Окрепнув у власти, Периклес никогда — опять чувство невольной гордости наполнило его грудь — не льстил народу, но всегда старался говорить ему правду. О нем говорили, что военный он был плохой. Древние греческие общины не знали разделения сословий военного и гражданского. Все владели оружием и каждую минуту должны были выступить против врага. Поэтому-то в воспитании юношества гимнастика и стояла на первом месте, как музыка и танцы, тоже предметы весьма важные, которые служили для религиозных празднеств. У него, говорили злые языки, военной жилки не было, но мужество и готовность идти до конца были всегда…

Да, много всего было пережито и немало сделано. Он оглянулся на свой Акрополь, который сиял в лунно-дымном сумраке над спящим городом, как серебряный: этот «высокий город», кремль, был, как казалось Периклесу, лучшим символом всего, что было достигнуто в великих трудах. Но сколько еще остается сделать!.. — подумал он, как думают все реформаторы, в самообольщении своем не видящие, что деятельность их — это бочка Данаид, которую никогда наполнить нельзя.

Особенно беспокоил его теперь вопрос об иноземцах — так назывались в Афинах греки хотя бы из соседних городов, — и рабах. На пятьсот пятьдесят тысяч населения города и Аттики полноправных граждан было всего двадцать тысяч, и многие почтенные люди находили, что и это чрезмерно. Ничего удивительного в этом со стороны почтенных людей не было: чем меньше лиц участвуют в дележе казенного пирога, тем доля каждого больше. Вот недавно царь ливийский Псамметих, чтобы выразить Афинам свое особое почтение, — и в то же время завоевать афинский рынок, — прислал в дар республике большое количество пшеницы. И граждане на Пниксе решили, что на раздел хлеба имеют право только коренные граждане Афин, просмотрели списки их и — вычеркнули из них пять тысяч беднейших, то есть тех, кому дар ливийского царя был бы особенно полезен. Эта игра слишком опасна, а еще более опасно страшное численное превосходство в городе рабов и метеков… Правда, Спарта в этом отношении значительно опережала Афины, но что неразумно, то неразумно везде.

И не раз и не два тревожила его в ночи разница между шустрым, бойким горожанином и крестьянством:

об этом Акрополе будут говорить тысячелетия, а крестьянин — дикарь. Для горожан на общенародные средства он только что выстроил Одеон, пышное здание для музыкальных празднеств, а мужик живет на века сзади. В теории он имеет полное право на участие в делах общественных — представительства республики Эллады не знали, а все дела государственные решались народом непосредственно, — но за дальностью расстояния от деревни до Пникса крестьянин этими правами пользоваться не мог. Поэтому всеми делами республики вертели горожане — часто в ущерб мужику.

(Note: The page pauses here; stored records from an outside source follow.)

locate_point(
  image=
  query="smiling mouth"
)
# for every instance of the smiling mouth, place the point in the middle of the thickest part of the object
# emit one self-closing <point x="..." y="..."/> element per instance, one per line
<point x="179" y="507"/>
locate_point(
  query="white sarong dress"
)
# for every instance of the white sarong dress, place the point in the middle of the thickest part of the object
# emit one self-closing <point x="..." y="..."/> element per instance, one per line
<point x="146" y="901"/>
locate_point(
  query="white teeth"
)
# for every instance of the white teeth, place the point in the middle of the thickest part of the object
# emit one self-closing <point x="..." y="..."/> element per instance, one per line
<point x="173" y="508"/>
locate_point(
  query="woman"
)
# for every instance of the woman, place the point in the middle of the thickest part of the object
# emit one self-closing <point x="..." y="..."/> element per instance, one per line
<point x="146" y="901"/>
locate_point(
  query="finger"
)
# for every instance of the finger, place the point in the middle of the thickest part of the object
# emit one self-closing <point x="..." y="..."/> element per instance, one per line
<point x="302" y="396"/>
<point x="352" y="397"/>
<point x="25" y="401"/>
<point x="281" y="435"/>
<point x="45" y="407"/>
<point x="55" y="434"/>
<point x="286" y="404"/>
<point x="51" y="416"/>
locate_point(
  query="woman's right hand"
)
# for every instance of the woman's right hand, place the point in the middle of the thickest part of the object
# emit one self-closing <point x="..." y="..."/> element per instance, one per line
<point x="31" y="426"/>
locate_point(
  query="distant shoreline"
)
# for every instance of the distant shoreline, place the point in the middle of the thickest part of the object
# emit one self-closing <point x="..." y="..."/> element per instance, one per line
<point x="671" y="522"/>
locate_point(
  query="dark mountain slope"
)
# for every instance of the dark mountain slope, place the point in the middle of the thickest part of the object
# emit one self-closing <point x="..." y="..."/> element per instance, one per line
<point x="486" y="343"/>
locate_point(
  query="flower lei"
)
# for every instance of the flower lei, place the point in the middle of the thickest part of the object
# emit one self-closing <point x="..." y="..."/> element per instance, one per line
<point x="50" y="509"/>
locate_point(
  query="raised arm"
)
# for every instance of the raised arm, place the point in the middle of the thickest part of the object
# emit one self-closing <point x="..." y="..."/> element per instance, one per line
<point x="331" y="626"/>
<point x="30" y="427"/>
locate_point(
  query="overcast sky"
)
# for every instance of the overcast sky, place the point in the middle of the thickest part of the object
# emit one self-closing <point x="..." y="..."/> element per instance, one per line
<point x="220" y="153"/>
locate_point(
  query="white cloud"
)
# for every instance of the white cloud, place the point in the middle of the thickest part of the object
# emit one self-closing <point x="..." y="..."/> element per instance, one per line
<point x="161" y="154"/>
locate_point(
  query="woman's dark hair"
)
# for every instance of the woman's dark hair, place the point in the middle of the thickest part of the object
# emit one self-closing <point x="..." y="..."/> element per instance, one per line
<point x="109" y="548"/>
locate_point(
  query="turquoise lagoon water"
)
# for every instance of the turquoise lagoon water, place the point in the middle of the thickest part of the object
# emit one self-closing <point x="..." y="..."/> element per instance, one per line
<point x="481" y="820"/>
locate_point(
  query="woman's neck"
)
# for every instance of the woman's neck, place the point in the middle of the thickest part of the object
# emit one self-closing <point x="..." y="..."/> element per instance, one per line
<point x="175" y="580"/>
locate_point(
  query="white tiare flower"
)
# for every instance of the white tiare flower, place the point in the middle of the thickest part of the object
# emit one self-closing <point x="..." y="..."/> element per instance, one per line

И, может быть, самое важное и самое тайное, что грызло его, это опасение охлократии, власти толпы невежд, которая вертела в городе всем, отдавая свои симпатии первому горлопану понаглее. Часто в один и тот же день Пникс не раз менял свои мнения: что перед народным собранием толпа порицала, за то на собрании она голосовала, а, разойдясь, порицала тех, за кого голосовала и — себя. Его приятель Сократ не раз говаривал: «Никто не взялся бы быть кормчим, не зная моря и управления кораблем, а за управление государством берутся все, как будто это было легче». И о выборах он говорил неплохо: «Разве мы голосованием выбираем кормчего, флейтиста, архитектора? А ведь ошибки, которые они могут сделать, совершенно ничтожны в сравнении с ошибками государственных людей». И раз, когда Хармидес, знатный и богатый юноша, стремившийся к общественной работе, обнаружил боязнь перед публичным выступлением, Сократ сказал ему: «Неужели же ты боишься выступить перед кожевниками, плотниками, кузнецами, матросами и рыночными торговцами? А ведь только из них и состоит народное собрание». И вот кожевники и матросы вертели всем и, боясь «тирана», сами становились несноснейшими тиранами.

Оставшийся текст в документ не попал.